Rogan makes reference to an affidavit of the debtor in which he purportedly stated that he exercised sole control of WBI. Rogan does not attach a copy of this affidavit, nor does he identify in what connection it was submitted. The debtor's control of WBI is not the issue, however, but rather what control, if any, he exercised over eCampus.com. The court is asked to assume that the debtor fraudulently induced eCampus.com to incur debt that he knew would not be repaid because there is evidence that he engaged in a Ponzi scheme. Without evidence of the debtor's personal responsibility for and involvement in the various losses suffered by eCampus.com, this is too great a leap to make. The court does not believe that Rogan provided evidence sufficient to support a claim that the debtor is liable for these losses, and his claim must be disallowed.

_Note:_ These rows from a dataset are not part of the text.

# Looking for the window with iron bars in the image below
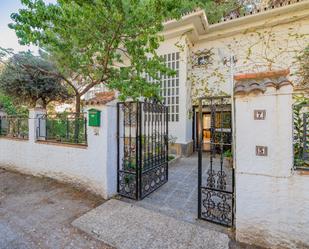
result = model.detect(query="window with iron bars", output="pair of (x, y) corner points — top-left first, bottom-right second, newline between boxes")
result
(147, 52), (179, 122)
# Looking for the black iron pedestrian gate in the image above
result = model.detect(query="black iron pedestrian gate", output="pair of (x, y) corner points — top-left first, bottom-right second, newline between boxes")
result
(198, 96), (234, 227)
(117, 101), (168, 200)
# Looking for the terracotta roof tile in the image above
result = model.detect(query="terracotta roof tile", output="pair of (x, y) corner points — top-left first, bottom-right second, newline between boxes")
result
(85, 92), (116, 105)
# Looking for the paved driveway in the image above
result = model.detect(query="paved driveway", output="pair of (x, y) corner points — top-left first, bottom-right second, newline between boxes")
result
(0, 168), (111, 249)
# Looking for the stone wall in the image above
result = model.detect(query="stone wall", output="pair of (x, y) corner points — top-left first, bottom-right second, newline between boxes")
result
(235, 71), (309, 248)
(0, 103), (117, 198)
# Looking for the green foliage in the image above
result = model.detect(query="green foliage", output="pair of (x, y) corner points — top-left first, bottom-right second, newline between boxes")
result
(296, 45), (309, 87)
(223, 150), (233, 158)
(9, 0), (192, 99)
(0, 92), (17, 115)
(0, 52), (70, 107)
(179, 0), (243, 23)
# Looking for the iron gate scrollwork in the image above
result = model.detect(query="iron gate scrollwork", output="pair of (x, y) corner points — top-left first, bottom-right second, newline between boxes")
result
(198, 96), (234, 227)
(117, 101), (168, 200)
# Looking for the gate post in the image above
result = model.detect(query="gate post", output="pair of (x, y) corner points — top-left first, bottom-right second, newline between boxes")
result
(234, 70), (293, 247)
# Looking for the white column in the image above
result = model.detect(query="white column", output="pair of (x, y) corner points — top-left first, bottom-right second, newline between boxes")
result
(28, 107), (46, 143)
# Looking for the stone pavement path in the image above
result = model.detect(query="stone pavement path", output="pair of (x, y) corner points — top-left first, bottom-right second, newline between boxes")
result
(0, 168), (111, 249)
(72, 200), (229, 249)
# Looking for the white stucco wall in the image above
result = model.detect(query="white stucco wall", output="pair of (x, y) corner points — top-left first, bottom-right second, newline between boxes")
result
(235, 86), (309, 248)
(157, 36), (192, 144)
(189, 15), (309, 99)
(0, 103), (117, 198)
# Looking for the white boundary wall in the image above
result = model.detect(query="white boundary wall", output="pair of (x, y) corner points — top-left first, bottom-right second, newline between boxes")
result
(235, 86), (309, 248)
(0, 102), (117, 198)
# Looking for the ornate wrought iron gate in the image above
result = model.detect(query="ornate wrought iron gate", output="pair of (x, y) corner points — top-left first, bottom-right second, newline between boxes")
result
(198, 96), (234, 227)
(117, 101), (168, 200)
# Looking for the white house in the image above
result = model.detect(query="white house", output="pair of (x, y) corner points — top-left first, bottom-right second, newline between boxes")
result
(89, 0), (309, 156)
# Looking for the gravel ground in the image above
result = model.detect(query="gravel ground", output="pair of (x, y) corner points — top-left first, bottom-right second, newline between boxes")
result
(0, 168), (111, 249)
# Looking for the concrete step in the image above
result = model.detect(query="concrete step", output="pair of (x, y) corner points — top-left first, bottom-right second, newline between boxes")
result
(72, 200), (229, 249)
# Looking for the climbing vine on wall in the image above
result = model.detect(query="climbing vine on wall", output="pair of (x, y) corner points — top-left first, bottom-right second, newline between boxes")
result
(188, 23), (309, 102)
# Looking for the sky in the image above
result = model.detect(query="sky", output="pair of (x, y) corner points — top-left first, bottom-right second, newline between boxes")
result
(0, 0), (56, 52)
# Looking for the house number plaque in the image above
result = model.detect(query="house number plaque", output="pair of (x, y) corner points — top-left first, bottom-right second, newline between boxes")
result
(255, 146), (268, 156)
(254, 110), (266, 120)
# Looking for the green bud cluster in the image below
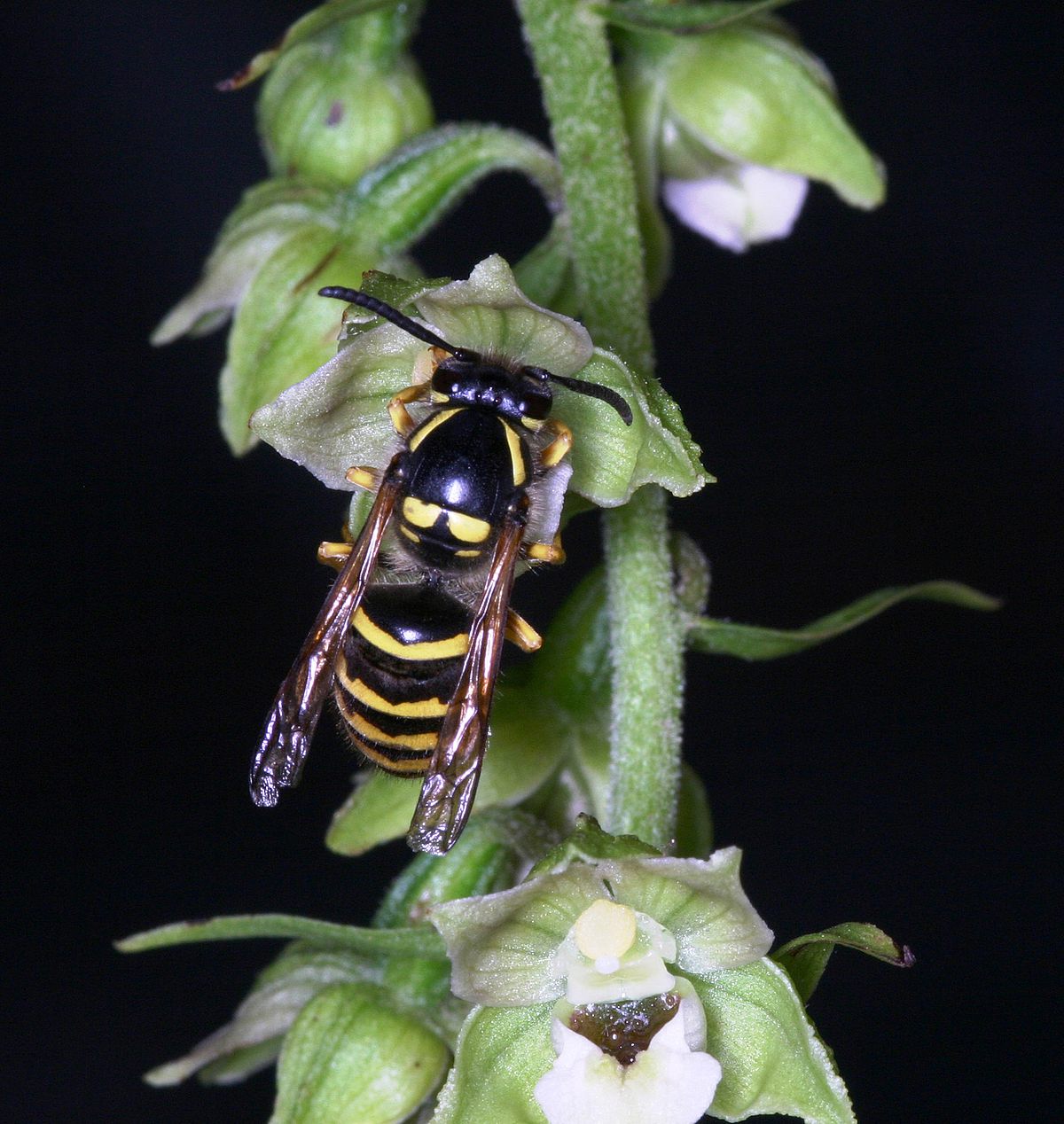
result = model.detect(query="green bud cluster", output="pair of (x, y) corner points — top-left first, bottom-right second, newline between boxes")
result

The net result of disallowance of this claim would appear to have no effect as to recovery by the claimant since the claim, if allowed, would be subordinated pursuant to the terms of the plan, and a full recovery by the unsecured creditors and other classes having a higher priority would be required before any recovery would be had by the claimant. The prospect that all higher classes of claims will be paid in full does not appear good at this time. An order in conformity with this opinion will be entered separately.



Copies to:



Ann E. Samani, Esq.

Elizabeth Lee Thompson, Esq.

1. Rogan explains this part of the claim as representing WBI's purchase of eCampus.com stock at $0.01 per share when subsequent purchasers paid $1.06 and $3.90 per share, the benefit being WBI's purchase of stock for $44,098.36 which others would have had to purchase for at least $47,076,999.30.